Eran los dueños del país
La ceremonia conjunta tenía para San Martín un destino que no era utilitario, sino que expresa el sentido mismo de una campaña libertaria. Además de sellar la amistad, el jefe del Ejército de los Andes, les pide que se les permitiera el paso por los territorios de los pehuenches, a quienes llama los “dueños del país”. San Martín les hablaba en español, los pehuenches lo hacían en mapudungun, la lengua de los mapuches.
Antes de que finalizara aquel año 1816, los caciques devolvieron la visita en el Plumerillo. Jugarían un papel muy importante en desinformar a las tropas realistas que estaban tanto en Santiago de Chile como en expediciones hacia la cordillera, advertidos de que el Ejército de los Andes no daría marcha atrás en su cometido.
Los miles de hombres que integraban esa aventura eran de distintas provincias, con gran participación de cuyanos, con granaderos que venían de las primeras unidades creadas por San Martín en 1812, así como por muchísimos chilenos que querían ver a su patria liberada, muchos criollos y otros de origen pehuenche-mapuche.

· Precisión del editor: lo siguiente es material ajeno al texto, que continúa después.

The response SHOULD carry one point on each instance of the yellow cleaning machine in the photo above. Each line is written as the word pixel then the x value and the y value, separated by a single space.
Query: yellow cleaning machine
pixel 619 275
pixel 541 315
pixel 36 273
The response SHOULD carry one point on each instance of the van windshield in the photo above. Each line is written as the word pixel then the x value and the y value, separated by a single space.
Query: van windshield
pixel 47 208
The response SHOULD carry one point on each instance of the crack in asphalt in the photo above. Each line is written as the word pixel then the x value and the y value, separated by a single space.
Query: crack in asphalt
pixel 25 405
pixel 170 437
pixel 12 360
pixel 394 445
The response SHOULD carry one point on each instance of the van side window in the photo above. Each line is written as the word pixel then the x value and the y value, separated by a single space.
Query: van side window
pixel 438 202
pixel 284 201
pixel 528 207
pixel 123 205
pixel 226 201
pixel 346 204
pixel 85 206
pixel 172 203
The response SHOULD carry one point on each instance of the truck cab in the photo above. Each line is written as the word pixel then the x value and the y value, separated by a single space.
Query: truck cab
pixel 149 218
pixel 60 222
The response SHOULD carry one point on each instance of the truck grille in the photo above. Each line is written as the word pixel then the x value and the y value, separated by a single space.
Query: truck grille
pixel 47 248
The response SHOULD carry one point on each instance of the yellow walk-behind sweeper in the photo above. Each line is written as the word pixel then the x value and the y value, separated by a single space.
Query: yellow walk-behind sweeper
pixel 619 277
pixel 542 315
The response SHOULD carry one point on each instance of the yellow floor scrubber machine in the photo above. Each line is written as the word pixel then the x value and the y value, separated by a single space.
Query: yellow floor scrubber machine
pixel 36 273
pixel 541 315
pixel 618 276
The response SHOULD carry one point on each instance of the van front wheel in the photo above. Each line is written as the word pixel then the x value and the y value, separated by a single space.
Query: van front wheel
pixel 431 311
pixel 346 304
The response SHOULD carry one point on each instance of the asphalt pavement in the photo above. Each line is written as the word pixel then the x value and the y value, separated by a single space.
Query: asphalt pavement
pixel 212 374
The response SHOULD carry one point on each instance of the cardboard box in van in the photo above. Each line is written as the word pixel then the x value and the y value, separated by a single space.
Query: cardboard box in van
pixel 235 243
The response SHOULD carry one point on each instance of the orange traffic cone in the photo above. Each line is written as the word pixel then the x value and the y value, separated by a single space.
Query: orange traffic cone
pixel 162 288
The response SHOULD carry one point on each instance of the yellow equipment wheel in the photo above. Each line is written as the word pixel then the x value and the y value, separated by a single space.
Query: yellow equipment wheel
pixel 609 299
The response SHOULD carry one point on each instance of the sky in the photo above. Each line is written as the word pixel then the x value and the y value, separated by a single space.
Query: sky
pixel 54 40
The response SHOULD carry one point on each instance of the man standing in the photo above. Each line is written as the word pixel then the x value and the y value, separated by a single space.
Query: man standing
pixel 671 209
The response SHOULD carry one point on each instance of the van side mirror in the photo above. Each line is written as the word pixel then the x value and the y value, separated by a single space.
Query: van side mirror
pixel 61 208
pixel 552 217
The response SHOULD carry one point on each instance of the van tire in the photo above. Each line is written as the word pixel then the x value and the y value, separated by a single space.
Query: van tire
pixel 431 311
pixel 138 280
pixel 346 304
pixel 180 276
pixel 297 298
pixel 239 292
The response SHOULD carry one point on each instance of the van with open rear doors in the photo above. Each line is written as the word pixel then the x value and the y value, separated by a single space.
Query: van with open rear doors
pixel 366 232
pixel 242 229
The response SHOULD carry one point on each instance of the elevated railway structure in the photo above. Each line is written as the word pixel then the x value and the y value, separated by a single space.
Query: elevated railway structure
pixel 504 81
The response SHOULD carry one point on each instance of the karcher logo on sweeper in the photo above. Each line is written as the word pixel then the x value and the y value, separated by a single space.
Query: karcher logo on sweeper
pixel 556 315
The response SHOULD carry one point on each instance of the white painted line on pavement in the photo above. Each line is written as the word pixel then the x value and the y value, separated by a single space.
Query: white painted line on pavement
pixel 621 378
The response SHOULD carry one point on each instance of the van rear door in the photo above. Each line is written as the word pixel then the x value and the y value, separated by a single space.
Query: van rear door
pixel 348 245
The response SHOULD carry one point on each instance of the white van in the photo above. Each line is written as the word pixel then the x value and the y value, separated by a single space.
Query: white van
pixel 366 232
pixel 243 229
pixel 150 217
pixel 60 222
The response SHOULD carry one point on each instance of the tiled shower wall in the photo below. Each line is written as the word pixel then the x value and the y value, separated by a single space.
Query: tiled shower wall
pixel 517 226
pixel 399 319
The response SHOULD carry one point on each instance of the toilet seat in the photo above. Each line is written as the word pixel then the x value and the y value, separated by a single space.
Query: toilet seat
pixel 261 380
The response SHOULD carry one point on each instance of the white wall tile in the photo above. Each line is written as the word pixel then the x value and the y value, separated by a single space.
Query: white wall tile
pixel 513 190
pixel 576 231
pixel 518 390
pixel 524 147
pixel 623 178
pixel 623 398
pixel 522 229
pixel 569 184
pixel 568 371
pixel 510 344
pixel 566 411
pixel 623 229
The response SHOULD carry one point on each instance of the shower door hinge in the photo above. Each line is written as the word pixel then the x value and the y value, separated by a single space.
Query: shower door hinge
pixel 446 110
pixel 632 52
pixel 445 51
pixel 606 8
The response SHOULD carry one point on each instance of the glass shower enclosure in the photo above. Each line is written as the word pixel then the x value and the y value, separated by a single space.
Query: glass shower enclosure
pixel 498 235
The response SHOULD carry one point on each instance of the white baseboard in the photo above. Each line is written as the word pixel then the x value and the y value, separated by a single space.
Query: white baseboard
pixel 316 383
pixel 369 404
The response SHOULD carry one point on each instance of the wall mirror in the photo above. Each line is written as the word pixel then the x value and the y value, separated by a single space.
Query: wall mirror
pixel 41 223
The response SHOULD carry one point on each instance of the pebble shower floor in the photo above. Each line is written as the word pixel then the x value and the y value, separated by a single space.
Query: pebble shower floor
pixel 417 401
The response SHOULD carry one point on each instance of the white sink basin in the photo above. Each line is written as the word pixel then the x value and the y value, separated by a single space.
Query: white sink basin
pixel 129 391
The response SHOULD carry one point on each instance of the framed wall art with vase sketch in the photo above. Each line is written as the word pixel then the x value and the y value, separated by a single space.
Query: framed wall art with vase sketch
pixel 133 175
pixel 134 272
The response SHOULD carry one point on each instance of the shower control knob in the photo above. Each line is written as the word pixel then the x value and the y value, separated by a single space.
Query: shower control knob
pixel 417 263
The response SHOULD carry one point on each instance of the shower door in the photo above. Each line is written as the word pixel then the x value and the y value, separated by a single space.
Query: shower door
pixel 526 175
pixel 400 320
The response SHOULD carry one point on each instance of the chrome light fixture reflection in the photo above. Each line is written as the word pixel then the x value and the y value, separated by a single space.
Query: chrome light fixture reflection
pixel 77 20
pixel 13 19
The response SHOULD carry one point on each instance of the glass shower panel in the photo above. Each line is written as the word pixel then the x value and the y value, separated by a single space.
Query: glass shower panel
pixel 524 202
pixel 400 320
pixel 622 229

Y un dato relevante. En tanto gobernador de Cuyo, San Martín decretó la libertad de los esclavos que se incorporaran a filas. Hasta entonces, la tradición de la formación de unidades de “pardos y morenos” era que sus dueños los prestaran o entregaran a los jefes militares a esos esclavos, lo que no significaba su libertad.
El papel de los baqueanos
Los baqueanos habían relevado los pasos. Sabían que el agua, tanto para la tropa como para los caballos y las mulas, estaba garantizadas por las limpias corrientes del río Los Patos –en el paso homónimo, desde San Juan- y del Mendoza –en el paso de Uspallata-, que fueron los dos pasos principales, así como los numerosos cursos de agua que bajan hacia ambos lados de la cordillera. La relojería de las maniobras no podía fallar.
El 18 de enero salió del campamento la columna encabezada por el general Juan Gregorio de Las Heras, quien comenzaría el Cruce de los Andes el 2 de febrero. Las tropas dirigidas por San Martín partieron al día siguiente de los hombres al mando de Las Heras. El 24 de enero partieron los últimos soldados desde El Plumerillo.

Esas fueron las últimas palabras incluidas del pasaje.